Here's the second installment of my holiday gift list. This one is a far less specific about products than my earlier listing. I had planned to make specific suggestions but as I point out these would reflect my tastes and that doesn't really help anyone. It's less about suggesting specific material than perhaps offering a little guidance as to directions that someone buying DVDs as gifts might find helpful. (In other words I'm weaseling out a bit on my title.)
Since the format debuted DVDs have been a natural gift choice, just as prerecorded tapes were before them. I'm not going to try to suggest movies. For one thing there are so many choices out there and individual taste is the most important aspect of this. I can recommend The Harold Lloyd Comedy Collection (and it is something I want in case someone who is buying for me is reading this) but most people would look at the words "Silent Movies" and run in terror (probably including anyone who is buying for me), so I'll mostly restrict myself to an overview of TV related material.
Season Boxed Sets
Boxed sets of seasons of TV series are a perfect gift, and practically suggests itself. If someone has the first three seasons of 24 for example, what could be a more natural Christmas gift than 24: Season Four. You can also make choices based on what a person watches on TV or in reruns what they'd like or the sort of show they might enjoy. A Smallville fan might appreciate The Adventures of Superman: The Complete First Season and Lois and Clark: The Complete First Season. It's tricky though. A Star Trek might not be interested in Babylon 5 and vice versa. I could list a number of titles - indeed that was my intention when I started to write this - but those would reflect my tastes and even when they are outstanding productions, both in terms of the programs themselves and what is on the DVD, they aren't ideal for everyone.
Anyone buying DVDs for children needs to be aware of a few things. Age is very much a consideration. Brian, my almost three year old nephew loves Thomas The Tank Engine and The Wiggles but will he like them when he's six?

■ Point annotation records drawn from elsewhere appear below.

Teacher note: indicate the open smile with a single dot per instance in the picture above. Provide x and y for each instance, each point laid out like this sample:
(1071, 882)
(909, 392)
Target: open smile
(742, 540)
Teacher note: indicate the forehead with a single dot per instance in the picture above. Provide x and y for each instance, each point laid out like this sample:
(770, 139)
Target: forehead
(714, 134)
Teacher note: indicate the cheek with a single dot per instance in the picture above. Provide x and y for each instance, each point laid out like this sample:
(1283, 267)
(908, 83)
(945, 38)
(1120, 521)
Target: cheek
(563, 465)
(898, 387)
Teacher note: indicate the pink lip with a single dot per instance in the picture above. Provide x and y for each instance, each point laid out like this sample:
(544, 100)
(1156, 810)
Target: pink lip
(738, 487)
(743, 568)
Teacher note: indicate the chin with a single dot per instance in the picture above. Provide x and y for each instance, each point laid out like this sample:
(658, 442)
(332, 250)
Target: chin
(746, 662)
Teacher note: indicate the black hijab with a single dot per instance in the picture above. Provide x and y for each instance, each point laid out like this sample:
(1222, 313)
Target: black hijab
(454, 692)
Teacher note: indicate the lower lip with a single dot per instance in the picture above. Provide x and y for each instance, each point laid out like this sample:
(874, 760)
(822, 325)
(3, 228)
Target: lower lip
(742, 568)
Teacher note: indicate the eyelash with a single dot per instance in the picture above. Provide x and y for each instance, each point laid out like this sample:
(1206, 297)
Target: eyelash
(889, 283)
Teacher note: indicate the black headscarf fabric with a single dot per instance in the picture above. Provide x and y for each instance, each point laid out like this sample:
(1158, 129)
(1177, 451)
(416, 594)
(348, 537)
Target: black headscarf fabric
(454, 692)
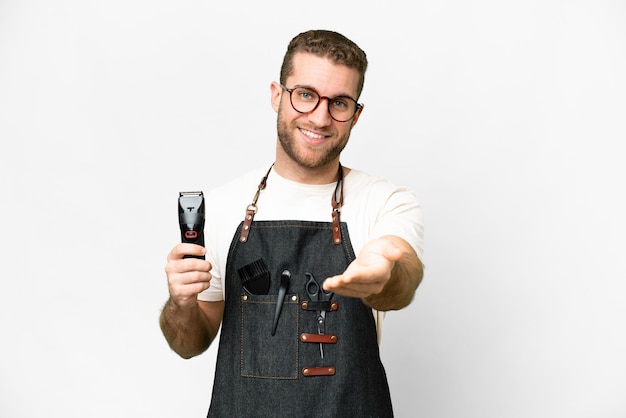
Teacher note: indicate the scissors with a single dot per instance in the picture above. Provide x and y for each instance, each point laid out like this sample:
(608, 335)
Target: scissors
(316, 292)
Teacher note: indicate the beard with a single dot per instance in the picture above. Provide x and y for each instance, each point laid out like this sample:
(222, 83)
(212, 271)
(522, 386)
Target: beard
(308, 158)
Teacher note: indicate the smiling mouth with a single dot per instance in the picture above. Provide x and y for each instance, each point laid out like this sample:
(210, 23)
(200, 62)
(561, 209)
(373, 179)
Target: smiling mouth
(312, 135)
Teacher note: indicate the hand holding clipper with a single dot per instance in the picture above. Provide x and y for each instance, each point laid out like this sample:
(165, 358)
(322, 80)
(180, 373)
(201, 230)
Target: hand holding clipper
(191, 218)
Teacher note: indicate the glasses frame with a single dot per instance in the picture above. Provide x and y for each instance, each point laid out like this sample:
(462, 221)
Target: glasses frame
(319, 100)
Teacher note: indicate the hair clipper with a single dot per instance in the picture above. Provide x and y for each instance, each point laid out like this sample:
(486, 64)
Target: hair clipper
(191, 218)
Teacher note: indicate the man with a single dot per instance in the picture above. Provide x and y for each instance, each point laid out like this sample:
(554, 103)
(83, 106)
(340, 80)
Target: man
(298, 311)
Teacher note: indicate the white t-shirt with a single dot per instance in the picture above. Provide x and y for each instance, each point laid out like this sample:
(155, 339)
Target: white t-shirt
(372, 207)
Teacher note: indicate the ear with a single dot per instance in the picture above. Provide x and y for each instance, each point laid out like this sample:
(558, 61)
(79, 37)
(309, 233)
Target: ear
(276, 95)
(357, 115)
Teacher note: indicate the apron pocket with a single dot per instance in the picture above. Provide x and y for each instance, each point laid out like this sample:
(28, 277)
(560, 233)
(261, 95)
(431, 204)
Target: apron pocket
(264, 355)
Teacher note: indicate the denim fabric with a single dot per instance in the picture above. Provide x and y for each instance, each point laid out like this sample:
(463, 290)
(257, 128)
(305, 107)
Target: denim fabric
(260, 375)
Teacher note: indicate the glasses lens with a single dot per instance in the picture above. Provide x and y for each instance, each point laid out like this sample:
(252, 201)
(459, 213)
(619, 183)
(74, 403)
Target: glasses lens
(342, 108)
(306, 100)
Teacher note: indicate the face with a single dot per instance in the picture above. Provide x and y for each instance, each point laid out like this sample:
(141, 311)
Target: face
(314, 140)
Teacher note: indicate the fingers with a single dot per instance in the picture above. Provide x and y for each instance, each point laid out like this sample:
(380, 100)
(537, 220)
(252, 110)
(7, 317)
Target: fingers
(187, 276)
(182, 249)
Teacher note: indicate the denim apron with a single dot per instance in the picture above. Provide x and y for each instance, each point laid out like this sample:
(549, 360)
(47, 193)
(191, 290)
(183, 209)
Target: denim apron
(291, 367)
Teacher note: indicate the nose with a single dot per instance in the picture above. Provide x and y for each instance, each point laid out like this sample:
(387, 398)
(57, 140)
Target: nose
(320, 116)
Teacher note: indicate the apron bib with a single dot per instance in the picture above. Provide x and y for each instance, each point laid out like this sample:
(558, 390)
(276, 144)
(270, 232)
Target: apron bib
(269, 362)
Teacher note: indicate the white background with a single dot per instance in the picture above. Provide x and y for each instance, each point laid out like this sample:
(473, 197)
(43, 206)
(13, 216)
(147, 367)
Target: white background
(507, 118)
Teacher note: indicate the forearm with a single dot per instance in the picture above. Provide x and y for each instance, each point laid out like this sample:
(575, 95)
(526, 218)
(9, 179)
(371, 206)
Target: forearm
(186, 330)
(406, 276)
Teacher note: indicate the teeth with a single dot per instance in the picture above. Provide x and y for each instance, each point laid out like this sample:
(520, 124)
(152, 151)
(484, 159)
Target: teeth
(312, 135)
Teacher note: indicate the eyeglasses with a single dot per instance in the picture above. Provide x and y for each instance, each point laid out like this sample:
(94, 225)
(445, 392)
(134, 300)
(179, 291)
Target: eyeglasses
(306, 100)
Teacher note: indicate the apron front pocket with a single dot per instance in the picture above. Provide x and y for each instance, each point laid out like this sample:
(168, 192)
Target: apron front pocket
(264, 355)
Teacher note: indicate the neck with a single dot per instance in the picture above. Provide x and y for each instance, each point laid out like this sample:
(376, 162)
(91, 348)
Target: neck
(293, 171)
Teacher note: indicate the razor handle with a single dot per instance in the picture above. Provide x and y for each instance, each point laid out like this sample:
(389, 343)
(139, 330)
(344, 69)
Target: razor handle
(191, 219)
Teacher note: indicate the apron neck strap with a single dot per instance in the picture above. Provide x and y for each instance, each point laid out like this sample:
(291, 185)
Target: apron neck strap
(336, 201)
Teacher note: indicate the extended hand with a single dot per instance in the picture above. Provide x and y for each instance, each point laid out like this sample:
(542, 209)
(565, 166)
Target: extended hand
(370, 272)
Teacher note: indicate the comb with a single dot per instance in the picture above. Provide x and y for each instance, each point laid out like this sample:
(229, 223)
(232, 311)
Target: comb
(255, 277)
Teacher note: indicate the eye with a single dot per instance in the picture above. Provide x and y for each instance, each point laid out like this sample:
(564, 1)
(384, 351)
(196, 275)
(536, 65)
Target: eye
(340, 103)
(306, 95)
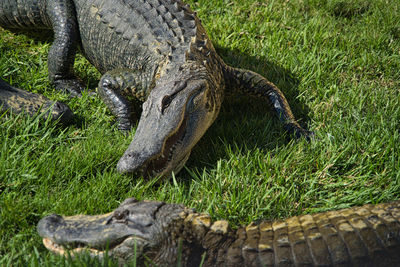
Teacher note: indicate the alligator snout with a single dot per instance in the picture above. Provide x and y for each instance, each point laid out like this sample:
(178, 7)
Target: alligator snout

I can practically guarantee you that he won't like them when he's nine. Another thing to be aware of is that if you're a parent you had better like the DVDs because you are going to be seeing and hearing them a lot. Particularly with the youngest children they want to see the same video - and sometimes the same episode - over and over again in a period of minutes not hours or days. Would your sanity survive that sort of repetition of Barney the Dinosaur, Blue's Clues, or The Wiggles? Incidentally one interesting idea that I've heard of is playing old silent comedy shorts like Laurel and Hardy, Charlie Chaplin or Buster Keaton for younger children (I haven't had a chance to try this with Brian yet). Apparently they appreciate the slapstick comedy and the music and don't mind that it isn't in colour and that the people don't speak. There are some very affordable sets of this material out there, although of course it's a case of caveat emptor and you get what you pay for.
Special Interest DVDs
There are a lot of DVDs that fit into this grouping, touching on just about any interest, and not all of them were TV shows but it is an area that people might want to consider when giving DVDs for Christmas. Amazon.ca lists the following categories: Art & Artists, Cooking & Beverages, Crafts & Hobbies, Dance, Educational, Fitness & Yoga, Health, History, Home & Garden,Metaphysical & Supernatural, Nature & Wildlife, Outdoor Recreation, Parenting & Childcare, Religion & Spirituality, Self-Help, Sports, Transportation, and Travel. And I'm convinced that if you put a little more work into searching for DVDs - looking in hobby publications and the like - you can find even more material, often from small producers who aim for a very specialized market.